The company has strong expertise in the manufacture of valves and associated equipment


Pan Gulf Valves (PGV), one of the leading manufacturers of a comprehensive range of valves and accessories in Saudi Arabia, says the projected 15 per cent annual growth in the industrial valves market will fuel its business growth.

The subsidiary of Pan Gulf Industrial Investment says its business has remained consistent over the past four years and has orders worth $100 million in the pipeline.

“Our present business trend has remained consistent with past years due to our backlog.  The effect of the current dip in project load has not translated to our revenue generation trend yet,” says the company’s general manager Adil Sabri.

Pan Gulf Valves caters to the needs of a range of end-users across the industrial, infrastructure and public utility sectors including Saudi Aramco, Saudi Arabian Basic Industries Corporation (Sabic), Saudi Electricity Company (SEC), Ministry of Water and Electricity (MOWE), Saline Water Conversion Corporation (SWCC) and National Water Company (NWC). During the year 2014-15, it won projects valued at $20 million and currently has prospects marked to the order of $100 million.

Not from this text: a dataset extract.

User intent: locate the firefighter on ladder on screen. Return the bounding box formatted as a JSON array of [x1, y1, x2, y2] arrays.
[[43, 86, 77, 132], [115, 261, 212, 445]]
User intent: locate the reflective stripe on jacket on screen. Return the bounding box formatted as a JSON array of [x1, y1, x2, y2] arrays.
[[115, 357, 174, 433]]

Sabri observes that even though the current trend in the industrial valves market is towards a decline, the market will pick up and grow at 15 per cent annually.

“Growth will be proportionate for all types of valves. Focus will be on more intelligent equipment with stress on energy efficiency and alternate energy solutions for remote installations,” says Sabri while giving his outlook for the sector.

Based in Dammam’s 2nd Industrial City in the Eastern Province of Saudi Arabia, PGV has assimilated nearly four decades of expertise as a leading national manufacturer and supplier of valves and associated equipment for the oil and gas, petrochemical, industrial, water, wastewater, power generation and desalination sectors both in Saudi Arabia and the Gulf region.

The company with a sales and services network which spans across the kingdom and the Middle East and North Africa (Mena) region has developed an in-depth understanding of its markets and the needs and preferences of its clients and end-users.

Sabri: deep understanding of markets

Sabri: deep understanding of markets

“In reflection to this, our designs and products have evolved over the years incorporating the most modern design innovations in our constant striving to deliver an unsurpassed level of quality and service to our end users. Quality, reliability and expertise are not simply ideals - they are everyday words describing everything we do,” Sabri quips.

PGV’s range of product includes isolation, control and safety valves, firewater equipment and associated accessories as well as a special programme of engineered products and pipeline intervention equipment.


Moving forward, the company plans to make a foray into the upstream segment of the oil and gas industry. Without divulging details, Sabri says the company will soon announce its entry into the sector with the launch of a speciality range of products.

The company has invested recently in a new manufacturing facility which is currently prototyping high pressure butterfly, ball and globe valves. The new facility is equipped with an in-house product validation and research and development (R&D) centre. Among certifications, it has acquired required accreditations such as:  API 6D, API Q1, ISO 9001-2008, WRc-NSF.

In addition, PGV has production facilities spread across 25,000 sq m with 8,000 sq m covered production facilities; 1,500 sq m uncovered and a 13,000 sq m warehousing and logistics centre. The sales network of the company operates out of its branches in Al Khobar, Riyadh, Jeddah, Yanbu and Bahrain. 


Concerned with the continued fall in oil prices, PGV says a slowdown in infrastructure projects is expected. “Projects will be shelved or put on hold, demand will dip. Expenditure cool downs will also affect operations through spending freezes. Contractor slowdown and retention and acquisition of talent will be other areas of concern,” Sabri laments.